Interpolation theorem on $(0,2 \pi)$. Suppose $f \in L^2$ , the distribution derivative $f'' \in L^2$ ,then can we show that $f' \in L^2$ ?
Set $f(x)=\sum a_n e^{inx}$ and $ f''(x)=\sum b_n e^{inx}$ , then we have $$f''(x)=\lim_N \sum_{-N}^N -in^2 a_n e^{inx}$$ in the sense of distribution , so it suffice to show $b_n = -in^2 a_n$ . However , $e^{inx} \notin C_c^{\infty}(0,2 \pi)$ so we can not use it as a test function . And I can not imagine what does the Fourier series of such functions look like .
Let $\chi_{\epsilon}$ be mollifiers, it’s easy to see that $\chi_{\epsilon} * f$ (resp. $\chi_{\epsilon} * f’’=(\chi_{\epsilon} * f)’’$) is a smooth function with $L^2$-norm bounded by a constant times that of $f$ (resp. that of $f’’$), and that converges in $L^2$ to $f$ (resp. $f’’$).
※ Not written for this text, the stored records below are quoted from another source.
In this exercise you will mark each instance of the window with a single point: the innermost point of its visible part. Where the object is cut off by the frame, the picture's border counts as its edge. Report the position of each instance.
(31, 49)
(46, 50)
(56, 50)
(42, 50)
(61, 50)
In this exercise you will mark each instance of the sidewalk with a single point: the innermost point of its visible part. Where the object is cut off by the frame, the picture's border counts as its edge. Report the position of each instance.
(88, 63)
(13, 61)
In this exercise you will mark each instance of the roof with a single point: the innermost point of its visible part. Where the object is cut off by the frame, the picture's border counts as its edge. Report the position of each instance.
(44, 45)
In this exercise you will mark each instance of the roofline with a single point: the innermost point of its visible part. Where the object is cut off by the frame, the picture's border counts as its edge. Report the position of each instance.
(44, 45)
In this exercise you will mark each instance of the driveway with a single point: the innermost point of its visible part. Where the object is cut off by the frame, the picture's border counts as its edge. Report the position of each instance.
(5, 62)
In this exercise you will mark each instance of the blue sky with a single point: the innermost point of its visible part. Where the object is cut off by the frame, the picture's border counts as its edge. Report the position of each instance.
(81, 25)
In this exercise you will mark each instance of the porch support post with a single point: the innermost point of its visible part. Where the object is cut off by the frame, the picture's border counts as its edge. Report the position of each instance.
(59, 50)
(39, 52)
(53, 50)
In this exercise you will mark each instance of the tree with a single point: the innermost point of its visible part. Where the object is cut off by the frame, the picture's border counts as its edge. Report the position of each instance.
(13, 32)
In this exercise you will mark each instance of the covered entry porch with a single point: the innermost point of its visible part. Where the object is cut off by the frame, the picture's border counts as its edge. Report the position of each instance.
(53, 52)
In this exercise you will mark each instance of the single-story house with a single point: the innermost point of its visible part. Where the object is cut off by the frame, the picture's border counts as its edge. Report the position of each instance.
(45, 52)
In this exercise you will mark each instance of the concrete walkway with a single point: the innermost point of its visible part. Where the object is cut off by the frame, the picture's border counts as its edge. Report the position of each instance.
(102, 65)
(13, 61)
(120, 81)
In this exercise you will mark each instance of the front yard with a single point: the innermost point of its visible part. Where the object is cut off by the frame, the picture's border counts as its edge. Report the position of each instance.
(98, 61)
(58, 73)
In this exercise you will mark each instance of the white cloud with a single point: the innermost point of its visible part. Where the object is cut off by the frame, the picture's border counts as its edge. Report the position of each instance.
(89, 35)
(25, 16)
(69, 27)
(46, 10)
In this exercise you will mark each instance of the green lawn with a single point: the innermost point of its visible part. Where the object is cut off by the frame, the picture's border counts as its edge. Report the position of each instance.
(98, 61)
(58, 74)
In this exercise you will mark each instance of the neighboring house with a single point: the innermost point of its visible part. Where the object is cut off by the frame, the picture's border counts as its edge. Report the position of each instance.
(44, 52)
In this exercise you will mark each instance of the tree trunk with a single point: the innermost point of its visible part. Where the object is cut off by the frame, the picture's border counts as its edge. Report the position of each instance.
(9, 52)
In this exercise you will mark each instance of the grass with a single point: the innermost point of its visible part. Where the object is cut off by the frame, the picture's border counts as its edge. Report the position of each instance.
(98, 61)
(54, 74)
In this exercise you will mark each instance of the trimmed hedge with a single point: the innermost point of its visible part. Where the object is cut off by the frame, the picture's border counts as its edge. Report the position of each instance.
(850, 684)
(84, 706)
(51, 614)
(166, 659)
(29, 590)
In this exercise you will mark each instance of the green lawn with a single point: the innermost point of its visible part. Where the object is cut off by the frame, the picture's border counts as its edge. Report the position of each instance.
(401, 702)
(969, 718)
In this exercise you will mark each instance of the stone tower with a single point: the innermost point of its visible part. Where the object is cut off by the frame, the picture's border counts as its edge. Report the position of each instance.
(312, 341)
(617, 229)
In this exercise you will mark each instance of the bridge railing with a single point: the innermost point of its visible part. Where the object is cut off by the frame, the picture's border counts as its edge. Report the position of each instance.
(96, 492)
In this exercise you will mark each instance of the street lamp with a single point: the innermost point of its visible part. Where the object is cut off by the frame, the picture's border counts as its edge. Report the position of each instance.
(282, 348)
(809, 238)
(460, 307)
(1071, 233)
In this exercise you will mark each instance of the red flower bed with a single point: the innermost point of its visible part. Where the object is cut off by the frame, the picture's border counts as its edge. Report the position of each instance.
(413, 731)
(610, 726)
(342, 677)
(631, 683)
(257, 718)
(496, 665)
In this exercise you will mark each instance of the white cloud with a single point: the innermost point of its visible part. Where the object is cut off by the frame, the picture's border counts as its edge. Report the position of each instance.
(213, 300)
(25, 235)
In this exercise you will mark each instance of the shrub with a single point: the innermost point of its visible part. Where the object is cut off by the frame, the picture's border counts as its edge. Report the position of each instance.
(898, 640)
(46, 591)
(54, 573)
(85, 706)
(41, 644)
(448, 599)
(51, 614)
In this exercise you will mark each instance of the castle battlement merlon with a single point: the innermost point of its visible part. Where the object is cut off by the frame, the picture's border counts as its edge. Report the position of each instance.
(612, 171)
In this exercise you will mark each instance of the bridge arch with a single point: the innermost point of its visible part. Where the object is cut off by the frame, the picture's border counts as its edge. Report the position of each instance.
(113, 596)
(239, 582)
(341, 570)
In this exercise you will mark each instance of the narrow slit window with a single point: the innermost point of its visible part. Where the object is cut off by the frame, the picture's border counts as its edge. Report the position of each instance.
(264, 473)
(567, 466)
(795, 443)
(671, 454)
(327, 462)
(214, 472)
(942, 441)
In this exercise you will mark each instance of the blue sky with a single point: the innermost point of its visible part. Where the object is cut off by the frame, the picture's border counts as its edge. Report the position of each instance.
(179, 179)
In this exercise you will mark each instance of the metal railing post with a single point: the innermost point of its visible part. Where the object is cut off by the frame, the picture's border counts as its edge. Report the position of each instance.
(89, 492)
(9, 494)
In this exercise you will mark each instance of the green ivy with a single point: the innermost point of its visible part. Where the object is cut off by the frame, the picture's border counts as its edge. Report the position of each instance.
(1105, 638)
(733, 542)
But if $g$ is any smooth function on the circle, then $\int_a^b{g’\overline{g’}}=[\overline{g}g’]_a^b-\int_a^b{\overline{g}g’’}$ (as suggested by md2perpe’s comment), thus $\|g’\|_2^2 \leq \|g\|_2 \|g’’\|_2$. It follows that $\chi_{\epsilon} * f’=(\chi_{\epsilon}*f)’$ is Cauchy in $L^2$ and thus converges to a $L^2$ function $g$, but also converges to $f’$ in distribution. Therefore, $g=f’$ is $L^2$.